As winter and the short daylight hours slowly release their grip on the UK, Audi drivers may well be amongst the most satisfied drivers out there.
Audi has been leading the way in automotive lighting technologies for several years now, with vision at night being crucial to safety. The development of these systems is still continuing and advanced light systems are now available on a wider range of Audi vehicles than ever before.
Lighting based on light emitting diodes (LEDs) is already available on all Audi models, from LED daytime running lights (DRLs) to LED headlights or the latest intelligent Matrix LED models.
All S line versions in the Audi range are fitted with at least LED DRLs as standard alongside Xenon plus headlights, while S line versions of the Audi A4, A6, A7, Q7 and TT are fitted with all-LED headlights and LED rear lights as standard.
The Matrix LED units operate entirely electronically with no mechanical parts.

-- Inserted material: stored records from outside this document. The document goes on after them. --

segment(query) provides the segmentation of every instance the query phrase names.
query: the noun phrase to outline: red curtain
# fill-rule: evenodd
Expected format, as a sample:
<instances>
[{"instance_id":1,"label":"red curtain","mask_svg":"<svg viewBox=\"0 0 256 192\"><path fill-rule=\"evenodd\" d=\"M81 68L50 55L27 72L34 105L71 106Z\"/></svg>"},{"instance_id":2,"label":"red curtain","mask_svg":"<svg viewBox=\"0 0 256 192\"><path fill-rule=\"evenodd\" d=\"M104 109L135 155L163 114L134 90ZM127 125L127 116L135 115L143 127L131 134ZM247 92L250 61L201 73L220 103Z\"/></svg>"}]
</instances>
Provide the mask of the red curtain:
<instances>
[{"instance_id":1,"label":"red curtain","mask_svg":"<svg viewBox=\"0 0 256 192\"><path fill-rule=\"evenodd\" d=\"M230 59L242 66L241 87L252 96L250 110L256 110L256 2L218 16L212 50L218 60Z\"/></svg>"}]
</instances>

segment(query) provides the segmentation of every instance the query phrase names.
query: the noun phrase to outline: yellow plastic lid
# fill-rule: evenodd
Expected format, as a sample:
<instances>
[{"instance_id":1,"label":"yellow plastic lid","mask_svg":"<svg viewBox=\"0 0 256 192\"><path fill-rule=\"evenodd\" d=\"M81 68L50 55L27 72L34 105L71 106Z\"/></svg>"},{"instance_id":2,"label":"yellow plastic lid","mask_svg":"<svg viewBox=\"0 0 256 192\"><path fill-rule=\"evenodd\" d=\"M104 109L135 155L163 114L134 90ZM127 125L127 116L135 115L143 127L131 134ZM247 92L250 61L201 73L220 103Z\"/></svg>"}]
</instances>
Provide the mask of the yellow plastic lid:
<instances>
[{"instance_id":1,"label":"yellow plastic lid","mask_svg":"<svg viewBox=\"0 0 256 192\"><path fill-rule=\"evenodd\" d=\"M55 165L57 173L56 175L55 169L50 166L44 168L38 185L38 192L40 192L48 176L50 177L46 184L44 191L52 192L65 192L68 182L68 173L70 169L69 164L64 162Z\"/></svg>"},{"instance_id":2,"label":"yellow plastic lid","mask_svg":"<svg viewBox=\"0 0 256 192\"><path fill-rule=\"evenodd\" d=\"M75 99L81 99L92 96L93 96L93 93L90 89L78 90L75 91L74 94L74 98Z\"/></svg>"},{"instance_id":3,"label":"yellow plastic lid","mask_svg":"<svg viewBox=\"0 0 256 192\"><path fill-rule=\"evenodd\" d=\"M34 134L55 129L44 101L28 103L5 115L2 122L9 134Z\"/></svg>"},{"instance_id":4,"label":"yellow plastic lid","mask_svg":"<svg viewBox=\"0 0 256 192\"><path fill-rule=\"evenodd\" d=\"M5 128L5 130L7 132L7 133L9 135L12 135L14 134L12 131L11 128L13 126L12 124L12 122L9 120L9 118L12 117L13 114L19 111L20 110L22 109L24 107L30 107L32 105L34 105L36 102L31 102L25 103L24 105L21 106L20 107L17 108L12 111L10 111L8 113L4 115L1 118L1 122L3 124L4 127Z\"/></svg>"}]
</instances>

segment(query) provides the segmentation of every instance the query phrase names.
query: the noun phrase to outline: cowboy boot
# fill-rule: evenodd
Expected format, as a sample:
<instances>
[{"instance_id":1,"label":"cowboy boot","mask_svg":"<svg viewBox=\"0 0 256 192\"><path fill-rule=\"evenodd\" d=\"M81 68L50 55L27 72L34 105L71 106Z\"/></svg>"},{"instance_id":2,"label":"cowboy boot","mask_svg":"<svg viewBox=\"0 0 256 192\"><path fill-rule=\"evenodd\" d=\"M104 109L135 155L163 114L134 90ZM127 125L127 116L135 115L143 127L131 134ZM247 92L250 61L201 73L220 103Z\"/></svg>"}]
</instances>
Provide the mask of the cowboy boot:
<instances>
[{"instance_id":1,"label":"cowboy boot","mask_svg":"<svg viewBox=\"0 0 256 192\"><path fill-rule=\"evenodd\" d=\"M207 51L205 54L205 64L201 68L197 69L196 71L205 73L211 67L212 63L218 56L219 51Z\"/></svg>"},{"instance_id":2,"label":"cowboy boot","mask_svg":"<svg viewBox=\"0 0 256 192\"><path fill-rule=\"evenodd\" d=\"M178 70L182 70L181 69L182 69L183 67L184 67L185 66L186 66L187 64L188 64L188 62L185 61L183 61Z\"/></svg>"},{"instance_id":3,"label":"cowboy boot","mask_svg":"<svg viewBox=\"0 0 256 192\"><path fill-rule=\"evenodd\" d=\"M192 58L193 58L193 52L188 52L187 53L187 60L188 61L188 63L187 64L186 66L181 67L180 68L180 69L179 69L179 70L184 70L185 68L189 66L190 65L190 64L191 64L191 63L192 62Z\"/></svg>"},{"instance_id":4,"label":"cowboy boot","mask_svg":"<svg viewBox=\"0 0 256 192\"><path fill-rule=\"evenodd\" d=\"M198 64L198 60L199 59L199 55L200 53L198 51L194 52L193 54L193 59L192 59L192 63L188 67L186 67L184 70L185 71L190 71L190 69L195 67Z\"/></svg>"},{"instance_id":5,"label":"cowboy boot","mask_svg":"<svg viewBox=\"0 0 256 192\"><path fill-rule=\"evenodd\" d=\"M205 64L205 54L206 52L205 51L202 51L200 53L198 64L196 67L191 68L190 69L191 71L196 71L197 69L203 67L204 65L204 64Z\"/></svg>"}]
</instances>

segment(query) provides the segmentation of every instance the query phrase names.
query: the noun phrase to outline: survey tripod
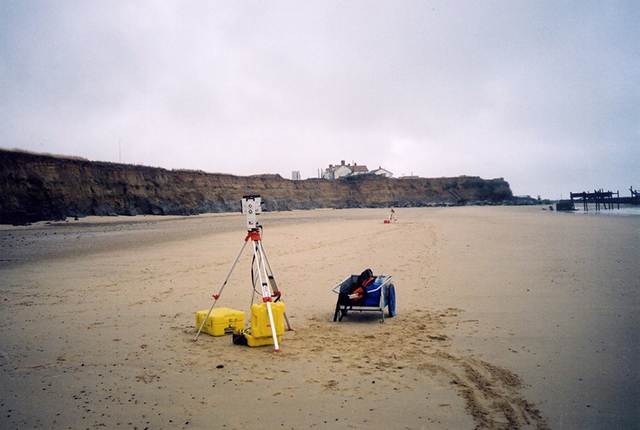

Individual LEDs can be lit or dimmed on demand, providing maximum illumination for the driver without dazzling traffic around them. With this selective lighting they can also function as cornering lights, diverting the focal point in the turning direction. They can, in conjunction with the navigation system, even do this before you turn by predicting corners!
Matrix LEDs are available on the A4, A6, A7 Sportback, Q7 and TT, and are standard fit on the A8 Sport, Edition 21 and W12 models. All vehicles with Matrix LED headlights also gain dynamic sweeping indicators front and rear, which are more effective at signalling intent to turn.
More advanced still is the laser headlighting system, as fitted to the Audi R8. These laser driving lights complement the Matrix LEDs at speeds above 37mph to provide a compact and pure white beam of light at a distance of up to 600 metres.
Audi still has the future in mind though. Further development includes laser foglights, Matrix laser lights and organic LED (OLED) 'swarm' technology.
Matrix laser headlights use a technology similar to many video projectors and can be used to target light in amazingly specific ways. The lights could show the driver the way through roadworks or project graphics onto the road in conjuction with the navigation system. It could even lay down a zebra crossing pattern to show pedestrians unequivocally that it is safe for them to cross!
Laser rear foglights could similarly improve road safety in suboptimal weather conditions. They could indicate safe following distance, by projecting diverging red lines on the road behind, or even create a giant warning triangle.
OLEDs could remove the need for discrete lights altogether. With OLED coatings applied to the car's sheet metal, the car's shell could become its own light source and convey information about the speed, direction and intended direction directly to other motorists with guided light patterns.